Lorsque j’ouvre les yeux, je suis sous les tentures blanches, allongée sur les genoux d’Aoi qui joue inlassablement dans mes boucles… qui mériteraient un bon lavage ! Malgré le fait que je sois sous forme spectrale, je me sens lourde, mes membres sont comme engourdis par le froid. Maintenir ce dôme en place aura exigé de moi plus d’énergie que je le croyais… J’entends un doux chantonnement et tourne douloureusement la tête. Aoi a posé l'œuf d’Angeline près de nous et elle murmure une splendide mélodie. Je peux à peine bouger. Aoi renifle et son corps est parcouru des spasmes d’une tristesse infinie. Je ne sais pas quoi faire pour le réconforter...

Je demande alors à mon petit prince la signification de la cérémonie que nous avons effectuée, afin de briser son lourd silence.

- Il s’agit des rites funéraires des princes Nymphaliens. Dans notre cosmogonie, si nous ne le faisons pas l’âme du défunt ne peut se réincarner. Malheureusement, elle n’est pas terminée… Je dois ramener la pierre à Nymphea, la mettre dans une boîte fabriquée dans un corail spécifique puis de la berge je dois y tirer une flèche de lumière avant qu’il ne tombe dans le centre…

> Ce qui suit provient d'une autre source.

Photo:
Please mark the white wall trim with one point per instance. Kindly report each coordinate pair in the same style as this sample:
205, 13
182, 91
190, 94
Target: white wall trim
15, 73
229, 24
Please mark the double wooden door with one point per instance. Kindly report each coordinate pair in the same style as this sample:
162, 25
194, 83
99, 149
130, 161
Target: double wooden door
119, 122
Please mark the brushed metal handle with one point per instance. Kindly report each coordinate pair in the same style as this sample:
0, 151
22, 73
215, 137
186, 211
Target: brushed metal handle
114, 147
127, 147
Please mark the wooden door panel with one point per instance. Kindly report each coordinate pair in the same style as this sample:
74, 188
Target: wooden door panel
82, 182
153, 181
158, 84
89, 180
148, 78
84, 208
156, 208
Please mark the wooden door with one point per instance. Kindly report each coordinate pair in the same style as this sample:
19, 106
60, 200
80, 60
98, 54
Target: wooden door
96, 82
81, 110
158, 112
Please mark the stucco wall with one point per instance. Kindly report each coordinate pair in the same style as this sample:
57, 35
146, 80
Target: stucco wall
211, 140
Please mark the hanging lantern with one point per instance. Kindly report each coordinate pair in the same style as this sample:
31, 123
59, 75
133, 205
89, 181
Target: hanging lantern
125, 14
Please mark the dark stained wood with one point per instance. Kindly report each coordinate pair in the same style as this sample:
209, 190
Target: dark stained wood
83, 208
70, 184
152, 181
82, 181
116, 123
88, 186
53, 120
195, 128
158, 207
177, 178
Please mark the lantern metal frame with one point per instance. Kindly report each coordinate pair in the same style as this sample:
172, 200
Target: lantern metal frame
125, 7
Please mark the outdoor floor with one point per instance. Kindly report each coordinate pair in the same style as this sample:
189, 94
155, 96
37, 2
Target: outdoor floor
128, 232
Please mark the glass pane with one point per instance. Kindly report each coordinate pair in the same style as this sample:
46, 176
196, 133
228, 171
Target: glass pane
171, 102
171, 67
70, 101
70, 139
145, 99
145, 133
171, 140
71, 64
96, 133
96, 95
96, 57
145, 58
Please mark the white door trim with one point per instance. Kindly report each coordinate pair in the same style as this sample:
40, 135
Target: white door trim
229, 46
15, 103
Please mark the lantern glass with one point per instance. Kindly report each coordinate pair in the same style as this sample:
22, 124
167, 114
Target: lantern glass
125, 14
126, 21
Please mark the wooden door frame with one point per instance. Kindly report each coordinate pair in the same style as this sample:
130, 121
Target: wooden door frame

Je sens ses larmes couler sur mon visage, je lève péniblement ma main pour la poser sur celui de mon ami. Il y accole sa joue et pose sa propre main sur la mienne. J’entends Angeline pleurer aussi. Mon coeur se serre… Et là, comme une confession, Aoi se lance dans le récit du combat avec son frère : sa douleur est palpable, sa culpabilité flagrante. Je ne peux m’empêcher de pleurer.

Une fois son récit terminé, je l’incite à s’allonger près de moi : je dépose sa tête sur ma poitrine et le berce doucement. Nous nous endormons ainsi, serrés l’un contre l’autre.